Kurz nach dem besagten Interview stürzt der Ehemann vom zweiten Stock des Hauses tödlich ab. Ein Unfall? Im Prinzip könnte es sich auch um Selbstmord handeln, aber es besteht ebenfalls die Hypothese eines Mordes. 

 „Szenen einer Ehe" von Igmar Bergmann blitzen auf

Die Schriftstellerin wird unter Mordverdacht gestellt, angeklagt und muss sich vor Gericht verantworten. Der einzige wichtige Zeuge in diesem Fall ist das Kind, das tief in die dunklen Seiten des Lebens seiner Eltern eintauchen muss.

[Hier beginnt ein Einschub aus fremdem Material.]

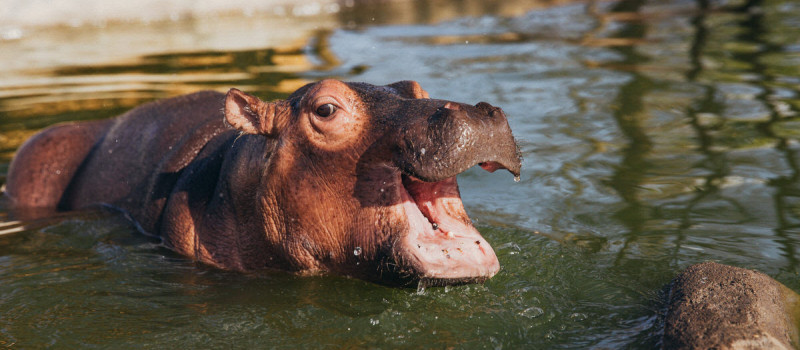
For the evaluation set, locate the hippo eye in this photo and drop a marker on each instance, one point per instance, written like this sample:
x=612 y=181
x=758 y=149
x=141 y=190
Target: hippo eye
x=326 y=110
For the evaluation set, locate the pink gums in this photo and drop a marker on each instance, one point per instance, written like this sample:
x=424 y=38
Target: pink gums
x=441 y=242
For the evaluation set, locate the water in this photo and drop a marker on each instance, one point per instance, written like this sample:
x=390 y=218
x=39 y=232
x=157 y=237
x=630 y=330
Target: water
x=656 y=134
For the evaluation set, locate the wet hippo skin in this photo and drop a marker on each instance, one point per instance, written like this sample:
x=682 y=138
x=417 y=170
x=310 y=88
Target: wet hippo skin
x=347 y=178
x=715 y=306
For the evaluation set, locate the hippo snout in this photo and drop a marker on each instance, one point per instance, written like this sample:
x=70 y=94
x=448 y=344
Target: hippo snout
x=455 y=137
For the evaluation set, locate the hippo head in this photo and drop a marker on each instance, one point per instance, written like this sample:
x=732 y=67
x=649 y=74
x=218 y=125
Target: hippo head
x=360 y=180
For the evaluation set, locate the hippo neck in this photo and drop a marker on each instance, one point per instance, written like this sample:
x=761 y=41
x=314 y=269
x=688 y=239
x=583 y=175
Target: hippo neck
x=221 y=226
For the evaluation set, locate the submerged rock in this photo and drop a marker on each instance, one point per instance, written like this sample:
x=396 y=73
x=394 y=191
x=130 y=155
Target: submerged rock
x=715 y=306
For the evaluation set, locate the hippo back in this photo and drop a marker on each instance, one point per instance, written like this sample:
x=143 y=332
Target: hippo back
x=136 y=163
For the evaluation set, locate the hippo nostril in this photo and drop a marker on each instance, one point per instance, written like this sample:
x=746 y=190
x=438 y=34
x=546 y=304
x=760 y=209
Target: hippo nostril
x=452 y=106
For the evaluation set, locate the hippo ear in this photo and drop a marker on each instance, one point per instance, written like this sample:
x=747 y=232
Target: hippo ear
x=409 y=89
x=250 y=115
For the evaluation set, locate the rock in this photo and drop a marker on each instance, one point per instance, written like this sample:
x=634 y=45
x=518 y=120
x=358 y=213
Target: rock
x=715 y=306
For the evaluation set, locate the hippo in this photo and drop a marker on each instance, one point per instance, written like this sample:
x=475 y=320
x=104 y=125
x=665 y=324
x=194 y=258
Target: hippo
x=341 y=177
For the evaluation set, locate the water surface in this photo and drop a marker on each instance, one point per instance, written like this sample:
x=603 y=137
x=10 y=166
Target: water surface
x=656 y=135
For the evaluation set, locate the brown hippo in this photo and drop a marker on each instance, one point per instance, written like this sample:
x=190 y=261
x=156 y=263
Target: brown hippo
x=347 y=178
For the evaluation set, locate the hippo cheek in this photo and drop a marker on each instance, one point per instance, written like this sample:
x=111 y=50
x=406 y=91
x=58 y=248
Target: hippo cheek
x=440 y=246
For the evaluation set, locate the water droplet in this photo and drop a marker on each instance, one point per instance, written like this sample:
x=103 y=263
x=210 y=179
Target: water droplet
x=532 y=312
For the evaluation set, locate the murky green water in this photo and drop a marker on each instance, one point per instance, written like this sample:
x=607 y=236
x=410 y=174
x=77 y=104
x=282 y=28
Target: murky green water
x=655 y=135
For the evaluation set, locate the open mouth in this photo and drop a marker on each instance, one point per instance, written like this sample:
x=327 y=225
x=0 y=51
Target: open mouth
x=442 y=245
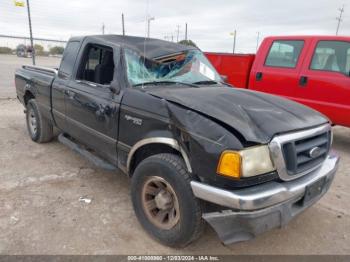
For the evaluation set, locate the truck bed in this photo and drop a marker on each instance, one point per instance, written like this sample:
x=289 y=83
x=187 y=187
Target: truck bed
x=37 y=81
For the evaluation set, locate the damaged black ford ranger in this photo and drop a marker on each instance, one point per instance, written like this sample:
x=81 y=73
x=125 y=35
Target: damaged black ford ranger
x=194 y=148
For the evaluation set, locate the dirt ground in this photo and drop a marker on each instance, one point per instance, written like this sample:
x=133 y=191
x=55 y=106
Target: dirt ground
x=40 y=211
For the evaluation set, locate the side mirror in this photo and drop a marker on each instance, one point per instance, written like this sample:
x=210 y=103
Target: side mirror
x=114 y=88
x=224 y=78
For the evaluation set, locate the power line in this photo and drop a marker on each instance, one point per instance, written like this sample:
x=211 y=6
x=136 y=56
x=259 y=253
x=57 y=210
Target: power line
x=339 y=18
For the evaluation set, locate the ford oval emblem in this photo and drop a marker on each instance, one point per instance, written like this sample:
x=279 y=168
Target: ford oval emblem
x=315 y=152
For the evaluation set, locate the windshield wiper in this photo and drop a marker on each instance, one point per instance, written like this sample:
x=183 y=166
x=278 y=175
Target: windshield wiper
x=211 y=82
x=166 y=82
x=206 y=82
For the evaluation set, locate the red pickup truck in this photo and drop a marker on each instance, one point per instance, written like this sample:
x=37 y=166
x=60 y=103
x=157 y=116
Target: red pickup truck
x=312 y=70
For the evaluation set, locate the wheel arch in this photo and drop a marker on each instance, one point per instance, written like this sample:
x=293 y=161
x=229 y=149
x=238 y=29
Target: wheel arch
x=167 y=145
x=28 y=94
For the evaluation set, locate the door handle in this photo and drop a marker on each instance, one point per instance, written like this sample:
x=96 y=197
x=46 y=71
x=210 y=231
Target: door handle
x=70 y=94
x=258 y=76
x=303 y=81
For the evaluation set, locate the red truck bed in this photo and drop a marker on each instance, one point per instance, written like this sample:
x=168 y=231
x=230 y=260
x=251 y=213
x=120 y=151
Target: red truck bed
x=312 y=70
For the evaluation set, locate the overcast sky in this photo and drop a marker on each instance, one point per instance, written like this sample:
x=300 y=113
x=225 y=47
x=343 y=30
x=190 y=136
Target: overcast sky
x=209 y=21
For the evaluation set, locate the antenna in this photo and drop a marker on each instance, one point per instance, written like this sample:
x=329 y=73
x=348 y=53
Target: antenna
x=123 y=24
x=339 y=18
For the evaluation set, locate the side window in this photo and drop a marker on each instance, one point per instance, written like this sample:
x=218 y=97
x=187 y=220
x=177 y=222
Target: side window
x=68 y=59
x=284 y=53
x=348 y=62
x=332 y=56
x=97 y=65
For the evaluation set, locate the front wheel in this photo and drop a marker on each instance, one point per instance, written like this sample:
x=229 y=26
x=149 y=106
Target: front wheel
x=164 y=202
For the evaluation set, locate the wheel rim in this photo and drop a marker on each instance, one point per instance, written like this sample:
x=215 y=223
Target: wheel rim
x=32 y=122
x=160 y=203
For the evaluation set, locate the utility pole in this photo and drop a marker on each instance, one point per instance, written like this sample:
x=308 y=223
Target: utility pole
x=257 y=41
x=149 y=19
x=178 y=33
x=31 y=33
x=234 y=41
x=123 y=24
x=339 y=18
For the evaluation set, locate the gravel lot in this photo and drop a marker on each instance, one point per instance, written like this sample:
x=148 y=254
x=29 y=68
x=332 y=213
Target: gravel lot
x=40 y=211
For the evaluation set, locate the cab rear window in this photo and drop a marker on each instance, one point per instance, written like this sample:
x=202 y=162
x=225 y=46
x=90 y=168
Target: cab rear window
x=284 y=53
x=333 y=56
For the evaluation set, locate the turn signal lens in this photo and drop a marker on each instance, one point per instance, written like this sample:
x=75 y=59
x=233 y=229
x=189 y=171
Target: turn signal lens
x=230 y=164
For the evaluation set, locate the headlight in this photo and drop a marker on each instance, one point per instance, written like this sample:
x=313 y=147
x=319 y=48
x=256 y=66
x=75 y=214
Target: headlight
x=245 y=163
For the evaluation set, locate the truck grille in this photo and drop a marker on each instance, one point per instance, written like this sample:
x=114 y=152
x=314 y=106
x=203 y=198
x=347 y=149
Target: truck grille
x=297 y=154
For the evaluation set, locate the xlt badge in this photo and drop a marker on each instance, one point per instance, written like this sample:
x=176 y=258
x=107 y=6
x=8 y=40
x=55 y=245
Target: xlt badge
x=135 y=120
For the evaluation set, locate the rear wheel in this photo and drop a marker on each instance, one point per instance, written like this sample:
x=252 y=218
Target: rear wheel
x=40 y=129
x=164 y=202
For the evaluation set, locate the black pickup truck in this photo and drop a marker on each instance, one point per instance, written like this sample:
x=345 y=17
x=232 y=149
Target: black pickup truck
x=194 y=148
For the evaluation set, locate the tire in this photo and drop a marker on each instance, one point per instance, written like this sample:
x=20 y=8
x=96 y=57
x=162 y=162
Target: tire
x=185 y=224
x=39 y=128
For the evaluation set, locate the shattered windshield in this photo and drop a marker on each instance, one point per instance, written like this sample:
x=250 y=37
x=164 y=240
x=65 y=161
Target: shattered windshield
x=189 y=67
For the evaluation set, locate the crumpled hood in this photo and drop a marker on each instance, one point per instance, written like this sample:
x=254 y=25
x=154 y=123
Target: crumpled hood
x=255 y=115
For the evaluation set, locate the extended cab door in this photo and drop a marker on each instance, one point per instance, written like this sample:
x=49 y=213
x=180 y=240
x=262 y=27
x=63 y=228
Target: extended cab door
x=92 y=108
x=277 y=67
x=325 y=80
x=59 y=85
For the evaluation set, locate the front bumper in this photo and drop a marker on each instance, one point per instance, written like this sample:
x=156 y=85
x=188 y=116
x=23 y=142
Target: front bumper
x=254 y=210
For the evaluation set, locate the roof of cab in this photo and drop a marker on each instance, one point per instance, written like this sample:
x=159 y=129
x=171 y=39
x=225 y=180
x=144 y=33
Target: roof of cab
x=148 y=47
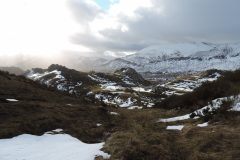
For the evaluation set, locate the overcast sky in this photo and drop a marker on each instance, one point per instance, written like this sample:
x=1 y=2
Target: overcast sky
x=57 y=28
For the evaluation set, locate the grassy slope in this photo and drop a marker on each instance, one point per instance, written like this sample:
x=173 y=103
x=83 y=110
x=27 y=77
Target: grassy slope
x=40 y=110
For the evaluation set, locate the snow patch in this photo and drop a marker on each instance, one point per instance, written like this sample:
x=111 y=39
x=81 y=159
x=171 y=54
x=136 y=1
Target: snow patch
x=203 y=124
x=48 y=147
x=12 y=100
x=177 y=127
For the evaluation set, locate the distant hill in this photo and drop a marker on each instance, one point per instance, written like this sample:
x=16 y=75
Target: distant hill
x=12 y=70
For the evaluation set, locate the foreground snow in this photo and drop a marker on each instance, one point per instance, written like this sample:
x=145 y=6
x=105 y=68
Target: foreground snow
x=12 y=100
x=48 y=147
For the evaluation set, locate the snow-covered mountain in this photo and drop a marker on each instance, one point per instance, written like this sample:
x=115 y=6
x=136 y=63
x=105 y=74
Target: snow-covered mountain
x=182 y=57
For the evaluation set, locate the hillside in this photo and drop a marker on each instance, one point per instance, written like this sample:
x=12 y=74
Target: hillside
x=13 y=70
x=182 y=57
x=159 y=132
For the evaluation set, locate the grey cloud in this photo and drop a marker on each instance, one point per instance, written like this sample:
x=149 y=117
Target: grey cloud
x=181 y=21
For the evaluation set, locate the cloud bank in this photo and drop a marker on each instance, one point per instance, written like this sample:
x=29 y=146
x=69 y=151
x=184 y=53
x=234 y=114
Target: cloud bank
x=63 y=31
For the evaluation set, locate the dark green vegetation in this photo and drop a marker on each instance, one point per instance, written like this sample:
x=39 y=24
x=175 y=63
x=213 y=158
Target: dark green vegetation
x=131 y=135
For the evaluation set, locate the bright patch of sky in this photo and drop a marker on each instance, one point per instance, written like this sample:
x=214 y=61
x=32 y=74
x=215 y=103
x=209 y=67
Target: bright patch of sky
x=105 y=4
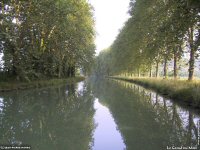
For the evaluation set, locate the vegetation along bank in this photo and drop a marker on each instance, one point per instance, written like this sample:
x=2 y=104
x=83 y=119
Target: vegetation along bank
x=182 y=91
x=16 y=85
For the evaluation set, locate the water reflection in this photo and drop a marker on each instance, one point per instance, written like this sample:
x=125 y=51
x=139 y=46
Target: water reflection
x=106 y=135
x=146 y=120
x=52 y=118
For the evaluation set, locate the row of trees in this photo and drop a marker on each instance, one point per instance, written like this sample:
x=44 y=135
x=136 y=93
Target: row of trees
x=46 y=38
x=157 y=32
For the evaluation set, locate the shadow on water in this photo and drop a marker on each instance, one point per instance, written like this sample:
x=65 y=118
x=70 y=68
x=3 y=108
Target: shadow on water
x=74 y=117
x=56 y=118
x=146 y=120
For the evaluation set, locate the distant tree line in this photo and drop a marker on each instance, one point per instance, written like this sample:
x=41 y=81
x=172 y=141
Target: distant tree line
x=157 y=32
x=46 y=38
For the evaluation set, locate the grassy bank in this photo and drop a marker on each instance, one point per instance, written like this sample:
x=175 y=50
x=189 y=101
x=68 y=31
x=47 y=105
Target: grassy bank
x=14 y=85
x=183 y=91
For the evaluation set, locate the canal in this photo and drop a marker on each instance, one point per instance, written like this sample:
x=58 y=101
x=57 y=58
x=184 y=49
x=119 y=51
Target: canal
x=97 y=115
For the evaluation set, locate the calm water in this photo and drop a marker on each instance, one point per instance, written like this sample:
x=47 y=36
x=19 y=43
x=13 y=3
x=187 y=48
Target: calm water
x=96 y=115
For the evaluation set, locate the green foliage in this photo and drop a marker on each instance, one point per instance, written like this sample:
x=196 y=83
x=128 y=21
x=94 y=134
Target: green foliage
x=181 y=90
x=156 y=32
x=46 y=38
x=18 y=85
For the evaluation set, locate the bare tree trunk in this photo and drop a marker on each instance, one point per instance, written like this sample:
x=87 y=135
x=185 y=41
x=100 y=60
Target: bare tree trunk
x=139 y=72
x=192 y=56
x=165 y=68
x=157 y=68
x=175 y=64
x=150 y=71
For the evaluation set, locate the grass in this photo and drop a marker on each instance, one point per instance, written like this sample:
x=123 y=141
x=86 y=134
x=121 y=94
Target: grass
x=183 y=91
x=14 y=85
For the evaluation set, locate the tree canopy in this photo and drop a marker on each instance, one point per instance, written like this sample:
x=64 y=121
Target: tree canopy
x=46 y=38
x=158 y=31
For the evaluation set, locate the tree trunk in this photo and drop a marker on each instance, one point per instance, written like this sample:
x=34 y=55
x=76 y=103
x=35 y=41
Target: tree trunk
x=157 y=68
x=165 y=68
x=150 y=71
x=175 y=64
x=192 y=56
x=139 y=72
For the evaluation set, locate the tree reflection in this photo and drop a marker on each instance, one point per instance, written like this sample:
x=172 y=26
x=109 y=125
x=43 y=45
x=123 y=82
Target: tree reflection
x=50 y=118
x=146 y=120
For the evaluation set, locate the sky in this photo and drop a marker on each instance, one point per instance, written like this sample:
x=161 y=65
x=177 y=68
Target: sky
x=110 y=16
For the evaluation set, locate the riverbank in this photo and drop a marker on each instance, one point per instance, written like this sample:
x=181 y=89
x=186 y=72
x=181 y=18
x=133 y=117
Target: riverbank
x=10 y=86
x=182 y=91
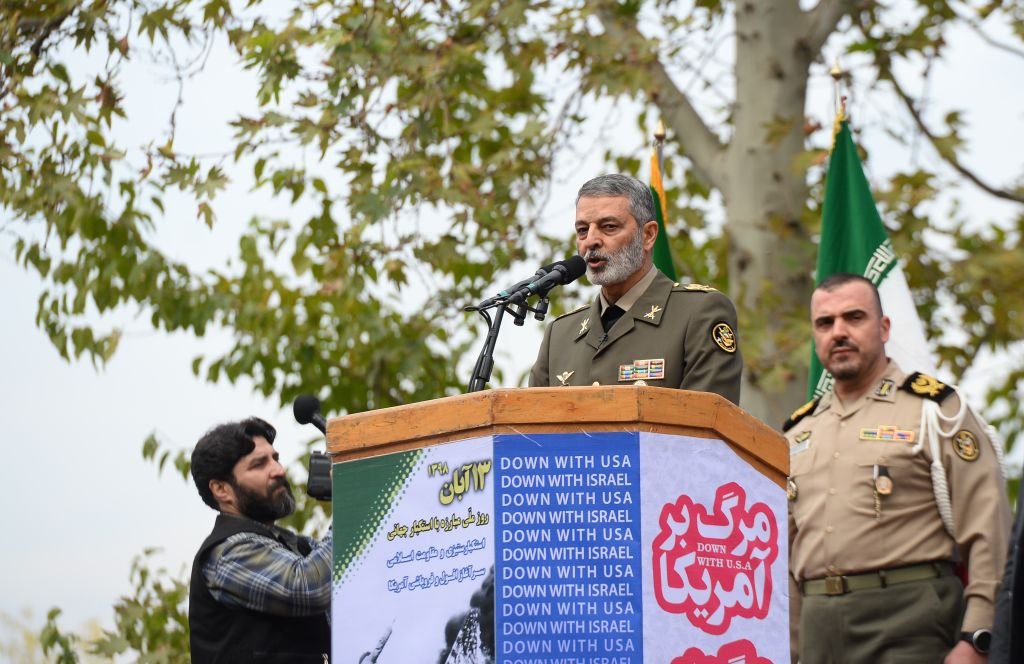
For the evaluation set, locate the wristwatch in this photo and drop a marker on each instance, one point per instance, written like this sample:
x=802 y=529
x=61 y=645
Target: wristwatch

Obwohl sich etwa anderthalb Stunden des Films auf den Prozess konzentrieren, besteht der Clou von Regisseurin Justine Triet darin, das juristische Instrumentarium zu nutzen, um eine Anatomie des Paares in Rückblicken zu vollziehen. Das erinnert an Ingmar Bergmanns Melodrama „Szenen einer Ehe". Triet bringt der Film eine Nominierung für den prestigeträchtigen Regie-Oscar ein.

Chronik der dunklen Seiten einer Ehe 

Während des Gerichts-Prozesses werden die Spannungen in der Ehe deutlich, die Eifersucht des Ehemanns. Der Sohn war dabei und hat alles gehört, aber nichts gewusst. Der Film ist keine Suche nach der Wahrheit der Tatsachen, sondern eine Chronik der Geheimnisse der Ehe.

Ebenso ist der Film eine Reflexion über den Schmerz, der mit der Erinnerung an dunkle Ereignisse verbunden ist. Ein Film, der ebenso wie die hypothetischen Selbstfindungsromane der Protagonistin davon erzählt, wie sich die Realität in Fiktion verwandelt, in subjektive, perspektivische Deutungen. 

Gut geölte Erzählmaschine

Einwenden lässt sich, dass die Regisseurin eine im Kino schon tausendmal benutzte, etwas zu gut geölte Erzählmaschine anwirft. Zum Teil wirkt der Film recht konstruiert und erinnert an die Struktur eines Fernseh-Dreiteilers.

Ein paar Erzähltricks scheinen allzu offensichtlich als Werkzeug zur Lösung des Falles zu fungieren. Mit zweieinhalb Stunden ist „Anatomie eines Falls" vielleicht etwas zu lang für die erzählerische Substanz, die der Stoff enthält.